BLEU has been applied to evaluate systems across multiple language pairs including evaluations involving corpora such as WMT News Commentary, Europarl, OpenSubtitles, and datasets curated by LDC. It became a standard for benchmarking statistical machine translation models from Phrase-based SMT to Neural Machine Translation models like those from Google Translate and architectures influenced by Seq2Seq and the Transformer developed at Google Brain. BLEU is used in research papers submitted to forums including ACL, EMNLP, ICLR, NeurIPS, and COLT, and in industry for A/B testing and regression monitoring at companies such as Amazon Web Services, Apple, and DeepMind.

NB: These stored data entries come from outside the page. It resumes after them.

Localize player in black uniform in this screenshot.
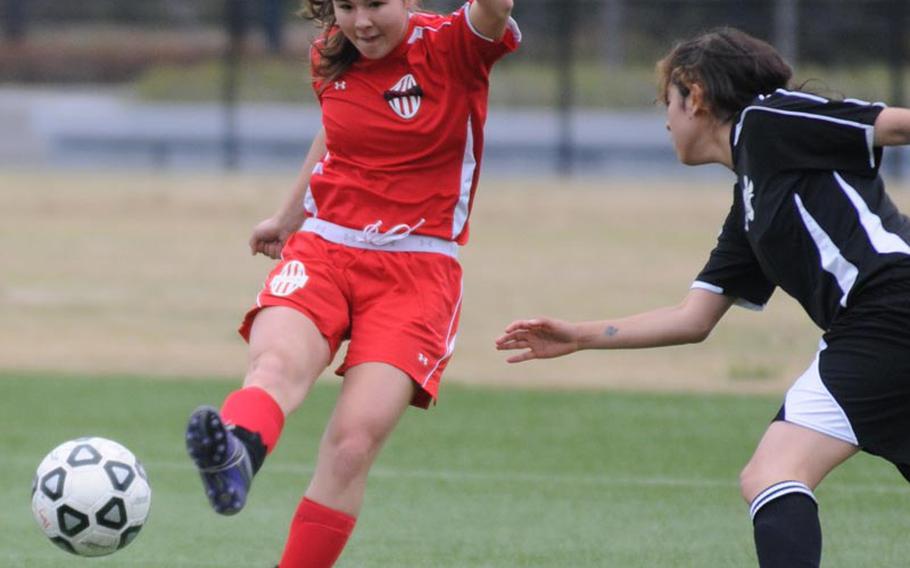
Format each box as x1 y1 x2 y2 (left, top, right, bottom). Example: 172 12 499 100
496 28 910 567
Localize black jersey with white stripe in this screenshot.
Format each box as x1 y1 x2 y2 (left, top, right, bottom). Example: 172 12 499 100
694 89 910 330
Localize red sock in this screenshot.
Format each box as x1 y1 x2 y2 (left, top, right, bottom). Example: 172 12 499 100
220 386 285 453
278 498 356 568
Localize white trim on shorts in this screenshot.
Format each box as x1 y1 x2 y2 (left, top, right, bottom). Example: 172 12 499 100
300 217 459 258
783 339 859 446
421 277 464 388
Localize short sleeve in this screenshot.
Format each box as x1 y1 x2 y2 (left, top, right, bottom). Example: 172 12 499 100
692 188 776 310
423 1 520 76
734 91 885 177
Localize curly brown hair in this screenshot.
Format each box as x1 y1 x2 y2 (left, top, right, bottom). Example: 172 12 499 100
657 27 793 122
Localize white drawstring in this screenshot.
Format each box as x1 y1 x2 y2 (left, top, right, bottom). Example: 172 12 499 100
357 218 426 246
301 217 458 258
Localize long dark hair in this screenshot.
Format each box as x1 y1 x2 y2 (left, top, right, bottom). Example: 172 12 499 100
299 0 423 84
657 27 793 122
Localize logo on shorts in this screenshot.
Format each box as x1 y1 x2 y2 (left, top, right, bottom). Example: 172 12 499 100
417 353 429 366
269 261 309 297
742 175 755 231
384 74 423 120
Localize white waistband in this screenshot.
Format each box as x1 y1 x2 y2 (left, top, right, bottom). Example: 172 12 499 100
300 217 459 258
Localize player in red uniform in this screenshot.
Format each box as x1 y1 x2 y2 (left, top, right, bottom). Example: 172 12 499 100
184 1 519 567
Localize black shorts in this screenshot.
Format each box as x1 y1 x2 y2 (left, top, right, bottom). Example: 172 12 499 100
774 282 910 481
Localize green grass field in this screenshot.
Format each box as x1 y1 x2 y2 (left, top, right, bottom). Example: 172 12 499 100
6 173 910 566
3 372 910 567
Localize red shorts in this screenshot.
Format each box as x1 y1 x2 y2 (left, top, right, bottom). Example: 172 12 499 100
239 231 463 408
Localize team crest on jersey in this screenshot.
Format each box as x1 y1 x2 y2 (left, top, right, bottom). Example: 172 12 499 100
269 261 309 297
384 74 423 120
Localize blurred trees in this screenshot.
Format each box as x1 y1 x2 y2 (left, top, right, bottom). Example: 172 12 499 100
2 0 27 42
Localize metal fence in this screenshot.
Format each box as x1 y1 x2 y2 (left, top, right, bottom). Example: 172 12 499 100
5 0 908 64
4 0 908 106
2 0 908 174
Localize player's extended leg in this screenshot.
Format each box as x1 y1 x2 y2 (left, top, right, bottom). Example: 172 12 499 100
186 306 331 515
739 421 858 568
278 362 416 568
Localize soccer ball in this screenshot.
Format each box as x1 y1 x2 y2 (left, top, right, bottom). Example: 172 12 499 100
31 437 152 557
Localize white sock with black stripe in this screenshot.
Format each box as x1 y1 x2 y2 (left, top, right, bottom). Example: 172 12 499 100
750 481 821 567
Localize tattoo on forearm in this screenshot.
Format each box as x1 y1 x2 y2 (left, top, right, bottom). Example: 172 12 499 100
605 326 619 337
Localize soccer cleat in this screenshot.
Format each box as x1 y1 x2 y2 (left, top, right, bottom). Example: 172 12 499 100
185 406 253 515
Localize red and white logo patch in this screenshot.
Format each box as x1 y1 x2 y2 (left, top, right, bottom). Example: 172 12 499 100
269 261 309 297
385 74 423 120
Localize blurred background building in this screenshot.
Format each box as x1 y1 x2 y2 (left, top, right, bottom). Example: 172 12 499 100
1 0 908 177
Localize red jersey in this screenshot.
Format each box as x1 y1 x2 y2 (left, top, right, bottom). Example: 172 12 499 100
305 2 520 245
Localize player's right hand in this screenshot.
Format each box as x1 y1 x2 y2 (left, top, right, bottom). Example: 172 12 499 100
249 217 293 259
495 317 580 363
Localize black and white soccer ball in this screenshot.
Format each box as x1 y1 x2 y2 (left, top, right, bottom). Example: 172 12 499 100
31 437 152 557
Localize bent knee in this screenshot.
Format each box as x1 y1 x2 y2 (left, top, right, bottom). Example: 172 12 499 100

Criticisms and Limitations

BLEU has been criticized for weak correlation with human judgments in some settings, as noted in analyses by groups at University of Edinburgh, Stanford University, and Johns Hopkins University. Critics point to issues including insensitivity to meaning preservation, inability to reward acceptable paraphrases seen in corpora like Common Crawl or WMT, and dependence on reference quality and quantity as curated by entities such as Linguistic Data Consortium and evaluation campaigns at WMT. BLEU also operates at corpus level, which can obscure sentence-level differences relevant in evaluations at IWSLT and clinical or legal domains assessed by organizations like NIST. Researchers from Microsoft Research and Facebook AI Research have demonstrated cases where newer models obtain higher BLEU but weaker human preference scores in blind evaluations run for conferences like EMNLP.

Variants and Extensions

To address BLEU’s shortcomings, several variants and complementary metrics have been developed. METEOR (from a team with links to University of Sheffield and Carnegie Mellon University), TER (used in NIST evaluations), chrF (character n-gram F-score developed by researchers associated with University of Copenhagen), and newer embedding-based metrics from groups at University of Toronto and Google Research such as BERTScore leverage contextual embeddings from models like BERT and RoBERTa. Hybrid approaches combine BLEU with semantic similarity measures and human-in-the-loop protocols used in shared tasks at WMT and evaluation suites designed by ACL workshops.

Evaluation and Benchmarking Methods

Benchmarking with BLEU typically involves multiple reference translations, standardized test sets from repositories like WMT, IWSLT, Europarl, and reporting practices endorsed by venues such as ACL and EMNLP. Statistical significance testing, e.g., bootstrap resampling and paired permutation tests promoted by researchers at Johns Hopkins University and University of California, Berkeley, is often applied to compare systems. Best practices include reporting corpus-level BLEU with case sensitivity and tokenization choices standardized using tools from Moses (decoder) or SacreBLEU (an implementation by developers with ties to Edinburgh NLP and University of Hawaii) to improve reproducibility across papers submitted to NeurIPS and ICLR.